The game has multiple endings, even one that involves Harry being abducted by aliens. In my recent replaying, I made sure to get the Good+ scenario, which sees Cybil saved, Dr. Michael Kaufmann dealt with, and a chance for Harry to raise his daughter again, but I know that’s not the real outcome. The canonical conclusion sees Harry escape with the child, with no Cybil, making it back to the highway and questioning everything he just witnessed, but that isn’t the ending I preferred for many years.
I’m actually in favor of the Bad ending, partially because it was the outcome I received the first time I ever played the game, but also it seemed the most fitting for Harry’s story and his life as a writer. In this version, the player doesn’t do Kaufmann’s sidequest and kills Cybil, which means we fight a different form of the final boss, our own daughter, who thanks us for ending her pain. Instead of running out or taking a portal, we see our hero crumble, face down, and questioning how this could have happened as the place collapses around him. Then, after the credits, we observe one final shot of Harry back in his jeep at the site of the accident from the beginning of the game.
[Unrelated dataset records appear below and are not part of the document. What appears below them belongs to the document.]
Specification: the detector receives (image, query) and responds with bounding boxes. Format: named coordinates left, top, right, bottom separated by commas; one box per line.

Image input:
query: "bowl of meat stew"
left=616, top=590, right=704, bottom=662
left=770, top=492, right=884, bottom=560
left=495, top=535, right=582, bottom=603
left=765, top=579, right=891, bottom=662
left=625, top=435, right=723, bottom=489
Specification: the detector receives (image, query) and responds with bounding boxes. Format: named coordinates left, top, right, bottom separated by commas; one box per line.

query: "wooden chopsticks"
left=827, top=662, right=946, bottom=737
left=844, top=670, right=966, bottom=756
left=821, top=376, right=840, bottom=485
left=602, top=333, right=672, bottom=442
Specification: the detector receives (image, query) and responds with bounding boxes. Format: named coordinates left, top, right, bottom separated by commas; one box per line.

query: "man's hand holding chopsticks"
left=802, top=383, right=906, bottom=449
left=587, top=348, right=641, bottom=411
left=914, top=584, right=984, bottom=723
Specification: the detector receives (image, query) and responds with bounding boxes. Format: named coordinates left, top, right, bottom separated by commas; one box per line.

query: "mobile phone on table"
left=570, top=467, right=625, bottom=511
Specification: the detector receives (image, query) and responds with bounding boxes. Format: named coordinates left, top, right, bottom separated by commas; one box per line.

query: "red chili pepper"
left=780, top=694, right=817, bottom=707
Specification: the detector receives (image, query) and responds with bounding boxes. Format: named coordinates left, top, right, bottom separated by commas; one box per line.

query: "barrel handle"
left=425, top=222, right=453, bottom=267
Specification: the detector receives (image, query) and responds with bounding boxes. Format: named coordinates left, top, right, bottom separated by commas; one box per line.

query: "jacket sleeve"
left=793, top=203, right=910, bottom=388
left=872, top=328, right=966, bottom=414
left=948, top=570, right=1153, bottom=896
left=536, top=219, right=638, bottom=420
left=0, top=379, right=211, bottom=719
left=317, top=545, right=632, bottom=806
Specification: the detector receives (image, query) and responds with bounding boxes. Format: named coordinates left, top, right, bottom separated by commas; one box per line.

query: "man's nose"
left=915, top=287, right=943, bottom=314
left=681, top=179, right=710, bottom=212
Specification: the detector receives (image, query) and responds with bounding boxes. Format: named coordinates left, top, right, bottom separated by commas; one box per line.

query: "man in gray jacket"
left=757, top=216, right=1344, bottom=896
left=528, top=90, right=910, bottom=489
His head is bloody, and the horn is sounding, as we realize he’s died from the wreck and everything we just did was his final thoughts of trying to save his daughter, all created in his head from his hyperactive imagination or as a defense mechanism to combat the realization he was dying. It makes this line from earlier in the game hit harder.
“Was that another dream? Did I pass out again? I don’t want to think so, but maybe this is all just going on in my head. I could have had a car accident, and now I’m lying unconscious in a hospital bed… I don’t know what’s real anymore…”
I find that outcome compelling, even if it doesn’t align with later games or explain what happened to Cheryl in that version. Something about the inescapable dread and weight of the nightmare that is Silent Hill makes that ending feel right. Even if it means we failed, and Harry had no chance of making it, that’s a solid story. Harry is a good father, but he’s a complicated man who deserves an equally weighty ending. Janky combat, annoying puzzles, tank controls and all, I will always love Harry’s nightmare, even if I like to play with the outcomes a little.